Bolivian President Evo Morales, a fierce critic of the U.S., has become a victim of the wave of violence against his government that forced him to resign, which was denounced as an orchestrated coup.
The resignation of Bolivian President Evo Morales, the last serving member of the “pink tide” of leftist leaders that swept Latin America two decades ago, has faced reactions as the international community rejected the coup taking place in the country.
Morales, Bolivia’s first indigenous leader, ended his 14-year rule after allies deserted him following weeks of protests over a disputed Oct. 20 election that has engulfed the Andean nation. On Sunday, the Bolivian military and key political backers called on him to step down. His resignation was seen as a return to the bleak era of coup d’états overseen by Latin American militaries that long dominated the region through U.S. interventions.
A fierce critic of the U.S., Morales was a staunch ally of leftist governments in Cuba and Venezuela. The U.S. had attempted to remove Maduro for the third time this year. Maduro thwarted the latest coup attempt against his government as opposition leader Juan Guido’s call on the military appeared not to have triggered a broader revolt. The military has so far supported the country’s democratically elected President Maduro and refused to back Guaido, who declared himself interim president in January and has backing from dozens of countries, including most of Latin America and the U.S.
Venezuela’s President Nicolas Maduro called for a mobilization of political and social movements “to demand the preservation of the life of the Bolivian native peoples, victims of racism.” Hooded demonstrators overran Venezuela’s Embassy in La Paz on Sunday, the country’s ambassador, Crisbeylee Gonzalez, told state news agency ABI.

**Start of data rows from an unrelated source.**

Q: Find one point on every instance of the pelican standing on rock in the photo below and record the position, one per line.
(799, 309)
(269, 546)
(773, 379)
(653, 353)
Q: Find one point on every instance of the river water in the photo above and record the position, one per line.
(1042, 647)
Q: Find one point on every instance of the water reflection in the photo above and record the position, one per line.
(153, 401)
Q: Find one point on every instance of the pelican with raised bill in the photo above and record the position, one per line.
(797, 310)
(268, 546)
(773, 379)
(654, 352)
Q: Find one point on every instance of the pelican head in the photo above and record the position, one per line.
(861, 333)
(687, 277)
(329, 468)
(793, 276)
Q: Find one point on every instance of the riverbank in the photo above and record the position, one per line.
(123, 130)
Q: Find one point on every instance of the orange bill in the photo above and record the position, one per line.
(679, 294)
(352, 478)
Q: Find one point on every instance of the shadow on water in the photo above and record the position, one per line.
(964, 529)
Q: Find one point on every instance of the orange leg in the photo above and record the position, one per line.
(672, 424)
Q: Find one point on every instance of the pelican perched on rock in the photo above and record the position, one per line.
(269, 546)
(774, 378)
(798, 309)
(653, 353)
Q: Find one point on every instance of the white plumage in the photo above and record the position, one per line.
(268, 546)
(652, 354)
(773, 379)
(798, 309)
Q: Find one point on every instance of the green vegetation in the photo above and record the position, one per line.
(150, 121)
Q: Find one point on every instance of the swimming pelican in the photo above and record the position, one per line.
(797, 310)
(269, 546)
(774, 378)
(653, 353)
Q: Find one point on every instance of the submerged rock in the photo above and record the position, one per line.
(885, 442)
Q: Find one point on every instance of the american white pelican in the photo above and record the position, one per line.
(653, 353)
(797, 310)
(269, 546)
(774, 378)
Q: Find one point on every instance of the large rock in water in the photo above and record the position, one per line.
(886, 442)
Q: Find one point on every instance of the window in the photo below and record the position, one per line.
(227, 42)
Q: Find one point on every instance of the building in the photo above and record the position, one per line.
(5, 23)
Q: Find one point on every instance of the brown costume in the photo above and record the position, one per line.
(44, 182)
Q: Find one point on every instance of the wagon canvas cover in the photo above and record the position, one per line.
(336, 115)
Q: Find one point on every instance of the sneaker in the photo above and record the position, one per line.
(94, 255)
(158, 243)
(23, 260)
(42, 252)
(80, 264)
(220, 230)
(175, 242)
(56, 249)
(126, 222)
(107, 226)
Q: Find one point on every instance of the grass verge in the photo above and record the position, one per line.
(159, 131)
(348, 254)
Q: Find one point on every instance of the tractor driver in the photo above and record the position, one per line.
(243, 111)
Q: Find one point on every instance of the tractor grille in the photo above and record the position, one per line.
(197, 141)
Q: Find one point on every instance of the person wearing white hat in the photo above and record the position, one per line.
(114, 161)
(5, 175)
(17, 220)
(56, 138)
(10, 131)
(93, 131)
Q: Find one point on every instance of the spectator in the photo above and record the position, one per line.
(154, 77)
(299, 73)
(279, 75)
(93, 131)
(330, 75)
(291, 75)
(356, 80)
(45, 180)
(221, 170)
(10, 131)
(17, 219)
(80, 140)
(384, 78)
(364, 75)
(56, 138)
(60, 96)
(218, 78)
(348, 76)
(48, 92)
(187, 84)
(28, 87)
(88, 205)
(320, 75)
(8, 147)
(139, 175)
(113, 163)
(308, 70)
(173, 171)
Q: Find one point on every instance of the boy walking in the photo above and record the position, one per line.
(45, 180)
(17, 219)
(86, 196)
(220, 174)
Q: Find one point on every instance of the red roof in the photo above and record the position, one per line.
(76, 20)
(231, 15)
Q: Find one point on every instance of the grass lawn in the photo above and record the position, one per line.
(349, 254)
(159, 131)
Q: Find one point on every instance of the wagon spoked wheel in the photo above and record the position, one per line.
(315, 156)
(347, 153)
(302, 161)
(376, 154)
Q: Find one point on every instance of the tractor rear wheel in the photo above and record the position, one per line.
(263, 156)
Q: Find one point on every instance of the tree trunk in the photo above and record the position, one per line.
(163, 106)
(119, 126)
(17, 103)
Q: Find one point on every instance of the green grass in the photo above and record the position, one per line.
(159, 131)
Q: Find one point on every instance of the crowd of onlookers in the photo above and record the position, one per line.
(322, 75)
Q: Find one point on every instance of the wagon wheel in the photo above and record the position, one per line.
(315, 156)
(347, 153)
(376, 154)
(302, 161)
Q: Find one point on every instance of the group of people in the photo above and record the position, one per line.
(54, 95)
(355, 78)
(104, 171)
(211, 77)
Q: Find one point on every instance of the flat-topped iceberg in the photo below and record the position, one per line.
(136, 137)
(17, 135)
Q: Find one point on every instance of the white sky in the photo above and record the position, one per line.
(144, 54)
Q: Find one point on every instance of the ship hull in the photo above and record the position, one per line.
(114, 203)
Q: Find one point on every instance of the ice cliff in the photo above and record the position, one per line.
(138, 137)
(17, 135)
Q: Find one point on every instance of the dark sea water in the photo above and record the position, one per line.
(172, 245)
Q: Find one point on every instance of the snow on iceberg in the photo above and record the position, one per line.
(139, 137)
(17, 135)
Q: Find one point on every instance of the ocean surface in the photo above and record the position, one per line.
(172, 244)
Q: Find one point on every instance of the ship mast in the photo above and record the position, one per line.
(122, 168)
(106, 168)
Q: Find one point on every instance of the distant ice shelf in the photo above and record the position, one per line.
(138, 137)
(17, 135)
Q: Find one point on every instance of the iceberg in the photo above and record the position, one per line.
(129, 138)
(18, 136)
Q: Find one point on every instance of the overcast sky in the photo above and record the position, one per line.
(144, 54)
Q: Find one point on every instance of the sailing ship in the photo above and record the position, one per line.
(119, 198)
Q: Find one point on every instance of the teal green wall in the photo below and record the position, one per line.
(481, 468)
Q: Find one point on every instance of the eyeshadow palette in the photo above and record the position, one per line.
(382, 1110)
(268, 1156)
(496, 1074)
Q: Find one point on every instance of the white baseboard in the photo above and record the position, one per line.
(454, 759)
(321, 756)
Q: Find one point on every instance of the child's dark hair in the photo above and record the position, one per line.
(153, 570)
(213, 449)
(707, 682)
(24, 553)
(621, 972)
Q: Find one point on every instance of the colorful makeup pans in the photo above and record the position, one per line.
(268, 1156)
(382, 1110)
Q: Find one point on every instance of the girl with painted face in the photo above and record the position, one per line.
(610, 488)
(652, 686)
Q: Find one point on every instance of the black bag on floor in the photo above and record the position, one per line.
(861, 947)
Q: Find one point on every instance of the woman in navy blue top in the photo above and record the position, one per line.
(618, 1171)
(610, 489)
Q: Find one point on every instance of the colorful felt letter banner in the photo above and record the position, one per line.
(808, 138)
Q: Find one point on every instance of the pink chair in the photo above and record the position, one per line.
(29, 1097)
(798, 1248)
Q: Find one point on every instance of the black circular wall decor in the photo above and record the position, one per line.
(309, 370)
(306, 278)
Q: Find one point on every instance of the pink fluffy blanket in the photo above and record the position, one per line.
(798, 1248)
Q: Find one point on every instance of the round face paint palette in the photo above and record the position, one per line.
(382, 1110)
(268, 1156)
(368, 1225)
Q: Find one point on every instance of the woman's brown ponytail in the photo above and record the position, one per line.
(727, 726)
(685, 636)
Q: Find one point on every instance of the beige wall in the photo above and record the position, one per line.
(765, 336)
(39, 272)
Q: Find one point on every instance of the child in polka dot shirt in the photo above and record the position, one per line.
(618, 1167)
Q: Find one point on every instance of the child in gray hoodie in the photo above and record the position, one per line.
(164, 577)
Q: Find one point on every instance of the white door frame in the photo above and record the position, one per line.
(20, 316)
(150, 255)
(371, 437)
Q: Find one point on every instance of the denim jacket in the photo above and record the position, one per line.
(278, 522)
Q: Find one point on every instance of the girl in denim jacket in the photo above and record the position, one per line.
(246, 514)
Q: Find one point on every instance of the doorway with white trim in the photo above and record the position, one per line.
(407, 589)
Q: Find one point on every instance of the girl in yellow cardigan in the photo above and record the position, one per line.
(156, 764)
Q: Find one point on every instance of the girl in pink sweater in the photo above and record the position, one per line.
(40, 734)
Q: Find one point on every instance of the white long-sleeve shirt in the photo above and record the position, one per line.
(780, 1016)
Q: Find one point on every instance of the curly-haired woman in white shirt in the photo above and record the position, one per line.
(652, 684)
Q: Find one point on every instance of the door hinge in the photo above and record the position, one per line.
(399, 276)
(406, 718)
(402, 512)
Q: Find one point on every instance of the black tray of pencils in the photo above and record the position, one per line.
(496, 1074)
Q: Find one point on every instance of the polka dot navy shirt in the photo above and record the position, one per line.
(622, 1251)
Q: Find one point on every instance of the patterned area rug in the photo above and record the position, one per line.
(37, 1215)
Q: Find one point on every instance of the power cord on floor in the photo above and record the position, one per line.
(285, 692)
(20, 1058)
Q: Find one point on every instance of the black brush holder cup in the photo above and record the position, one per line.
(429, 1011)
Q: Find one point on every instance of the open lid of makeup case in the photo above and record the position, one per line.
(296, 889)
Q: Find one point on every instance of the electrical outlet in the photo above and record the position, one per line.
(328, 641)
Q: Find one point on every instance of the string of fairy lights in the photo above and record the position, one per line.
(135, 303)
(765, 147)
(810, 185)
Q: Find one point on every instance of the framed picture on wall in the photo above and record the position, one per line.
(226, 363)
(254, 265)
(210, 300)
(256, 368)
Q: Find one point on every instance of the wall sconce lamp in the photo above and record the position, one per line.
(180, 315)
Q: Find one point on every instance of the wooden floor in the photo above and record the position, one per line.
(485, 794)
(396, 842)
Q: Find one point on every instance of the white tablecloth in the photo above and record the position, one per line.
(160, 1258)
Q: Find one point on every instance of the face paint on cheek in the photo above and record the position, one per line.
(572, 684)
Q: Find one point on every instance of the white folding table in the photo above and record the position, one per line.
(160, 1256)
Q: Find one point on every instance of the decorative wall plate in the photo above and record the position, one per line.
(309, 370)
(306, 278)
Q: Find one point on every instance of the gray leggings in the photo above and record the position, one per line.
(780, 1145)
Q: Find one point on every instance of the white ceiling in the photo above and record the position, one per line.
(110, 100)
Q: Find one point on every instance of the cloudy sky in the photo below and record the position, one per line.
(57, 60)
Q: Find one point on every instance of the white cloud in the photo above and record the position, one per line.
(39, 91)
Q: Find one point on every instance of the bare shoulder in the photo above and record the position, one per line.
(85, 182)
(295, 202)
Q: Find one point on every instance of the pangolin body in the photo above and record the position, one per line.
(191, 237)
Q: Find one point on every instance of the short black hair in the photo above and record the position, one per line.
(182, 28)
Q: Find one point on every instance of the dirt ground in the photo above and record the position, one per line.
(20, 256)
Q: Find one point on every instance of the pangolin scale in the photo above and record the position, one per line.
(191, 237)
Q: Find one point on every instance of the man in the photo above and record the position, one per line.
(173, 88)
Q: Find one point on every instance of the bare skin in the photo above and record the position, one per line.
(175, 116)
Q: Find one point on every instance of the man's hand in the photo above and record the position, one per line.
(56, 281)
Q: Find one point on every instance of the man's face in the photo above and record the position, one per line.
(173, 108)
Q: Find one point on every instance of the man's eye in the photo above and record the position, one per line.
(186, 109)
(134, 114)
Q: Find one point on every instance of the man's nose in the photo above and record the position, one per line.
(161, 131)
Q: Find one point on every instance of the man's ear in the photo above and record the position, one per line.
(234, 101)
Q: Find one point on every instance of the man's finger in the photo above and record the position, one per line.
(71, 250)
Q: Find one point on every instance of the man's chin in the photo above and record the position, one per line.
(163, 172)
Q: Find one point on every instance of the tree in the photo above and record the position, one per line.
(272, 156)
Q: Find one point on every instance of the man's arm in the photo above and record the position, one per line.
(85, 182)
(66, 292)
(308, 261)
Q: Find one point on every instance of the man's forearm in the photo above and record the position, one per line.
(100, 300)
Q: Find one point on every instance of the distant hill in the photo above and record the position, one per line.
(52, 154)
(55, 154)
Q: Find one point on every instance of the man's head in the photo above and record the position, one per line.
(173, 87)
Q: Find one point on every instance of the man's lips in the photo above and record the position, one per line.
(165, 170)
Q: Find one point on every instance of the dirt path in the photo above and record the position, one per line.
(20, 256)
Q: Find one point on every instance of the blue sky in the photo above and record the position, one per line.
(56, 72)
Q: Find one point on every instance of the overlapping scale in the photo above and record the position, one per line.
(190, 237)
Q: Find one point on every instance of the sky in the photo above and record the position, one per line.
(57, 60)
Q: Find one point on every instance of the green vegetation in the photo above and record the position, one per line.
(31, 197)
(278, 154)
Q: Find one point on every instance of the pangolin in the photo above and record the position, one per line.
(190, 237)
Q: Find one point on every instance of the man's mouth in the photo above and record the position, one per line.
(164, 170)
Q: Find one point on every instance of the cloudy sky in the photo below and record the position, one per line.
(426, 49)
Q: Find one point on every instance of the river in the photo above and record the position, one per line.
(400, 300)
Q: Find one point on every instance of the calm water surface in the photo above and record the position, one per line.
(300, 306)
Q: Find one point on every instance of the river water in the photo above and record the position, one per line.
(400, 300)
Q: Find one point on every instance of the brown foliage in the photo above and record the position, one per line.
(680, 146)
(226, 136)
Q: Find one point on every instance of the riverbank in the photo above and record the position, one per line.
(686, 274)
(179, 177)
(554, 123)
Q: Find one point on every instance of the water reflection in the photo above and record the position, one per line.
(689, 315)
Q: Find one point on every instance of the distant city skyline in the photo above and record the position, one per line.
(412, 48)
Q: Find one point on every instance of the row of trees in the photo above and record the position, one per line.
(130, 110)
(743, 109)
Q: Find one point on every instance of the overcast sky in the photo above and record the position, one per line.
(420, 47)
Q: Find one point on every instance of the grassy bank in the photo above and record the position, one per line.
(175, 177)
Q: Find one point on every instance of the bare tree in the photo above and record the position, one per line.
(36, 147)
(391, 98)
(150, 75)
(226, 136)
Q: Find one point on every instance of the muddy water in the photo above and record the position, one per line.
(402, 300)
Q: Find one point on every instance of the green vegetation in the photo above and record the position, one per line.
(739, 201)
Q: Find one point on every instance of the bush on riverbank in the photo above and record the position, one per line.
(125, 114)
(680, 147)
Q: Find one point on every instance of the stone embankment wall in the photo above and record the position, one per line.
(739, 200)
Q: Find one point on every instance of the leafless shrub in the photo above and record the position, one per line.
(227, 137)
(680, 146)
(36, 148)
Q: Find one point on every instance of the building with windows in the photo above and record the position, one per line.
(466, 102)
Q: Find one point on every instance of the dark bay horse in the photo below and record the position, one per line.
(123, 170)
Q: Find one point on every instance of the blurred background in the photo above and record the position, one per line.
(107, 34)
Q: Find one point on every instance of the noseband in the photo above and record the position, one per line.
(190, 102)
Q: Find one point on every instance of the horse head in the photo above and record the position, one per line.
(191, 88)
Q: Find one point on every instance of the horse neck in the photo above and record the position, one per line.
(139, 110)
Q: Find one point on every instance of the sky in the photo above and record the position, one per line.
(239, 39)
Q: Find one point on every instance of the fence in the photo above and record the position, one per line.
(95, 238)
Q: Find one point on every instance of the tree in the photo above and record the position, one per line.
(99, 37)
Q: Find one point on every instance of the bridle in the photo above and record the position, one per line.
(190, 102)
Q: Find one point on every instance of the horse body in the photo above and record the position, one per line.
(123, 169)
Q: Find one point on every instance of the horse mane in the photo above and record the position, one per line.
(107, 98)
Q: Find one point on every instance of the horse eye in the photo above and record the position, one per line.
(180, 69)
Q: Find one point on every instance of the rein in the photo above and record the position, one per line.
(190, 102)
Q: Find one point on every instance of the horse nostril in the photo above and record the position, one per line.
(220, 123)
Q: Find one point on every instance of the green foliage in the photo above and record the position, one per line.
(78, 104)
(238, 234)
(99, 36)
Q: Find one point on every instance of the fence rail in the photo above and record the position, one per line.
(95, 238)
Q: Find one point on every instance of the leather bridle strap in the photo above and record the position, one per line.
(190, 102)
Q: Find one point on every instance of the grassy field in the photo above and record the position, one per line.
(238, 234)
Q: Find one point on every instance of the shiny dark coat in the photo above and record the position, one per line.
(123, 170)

Cuba’s Foreign Minister Bruno Rodriguez described Morales as “a protagonist and a symbol of the rights of the indigenous peoples of our Americas.” And Brazil’s Lula insisted “my friend Morales” had been removed in a coup, evidence of “an economic elite in Latin America that did not know how to share democracy with poor people.”
Turkey expressed concerns over the political unrest in Bolivia. “Turkey places great importance on governments coming to power democratically,” the Turkish Foreign Ministry said in a statement yesterday. “We are following the developments in Bolivia with concern following the resignation of Bolivian President Evo Morales. We wish the country to restore peace and stability through renewed elections in the direction of easing tensions, returning to normal life and respecting the democratic will of the Bolivian people.”
Hinting at U.S. involvement in the downfall of Morales, a former U.S. senator has sarcastically criticized the CIA for the military coup the country. “Congratulations on winning power in Bolivia, @CIA!” Mike Gravel said on Twitter on Sunday, in an apparent hit at the global spy agency. The former Alaska senator from the Democratic Party has long criticized the U.S. policies in Latin America.
“The lie you will hear ad nauseum is that socialist states failed spontaneously – in reality it was the concerted effort of the U.S. Imperial Machine to crush any nation that could oppose them any time it appeared,” he tweeted in May.
The only reaction to the political developments in Bolivia came from the Muslim congresswoman Ilhan Omar who took to Twitter to define what happened in Bolivia as a “coup.” Omar urged American lawmakers to “unequivocally oppose political violence in Bolivia.”
Meanwhile, right-leaning governments in Latin America, backed by the U.S., called on the Bolivian state to ensure that the new elections are lawful. Brazil, under far-right nationalist Jair Bolsonaro, went further and welcomed Morales’ fall.
Morales became president in 2006, joining Chavez, Argentina’s Nestor Kirchner and Brazil’s Luiz Inacio Lula da Silva in a left-wing surge across the continent that refashioned state institutions and polarized domestic politics. The end of a long commodities boom in Latin America saw some left-leaning governments replaced by conservative administrations. However, since last year, anger at corruption, inequality and poverty has pushed conservatives out in Mexico and Argentina, while fueling protests in recent weeks that forced governments in Ecuador and Chile to water down liberal economic policies.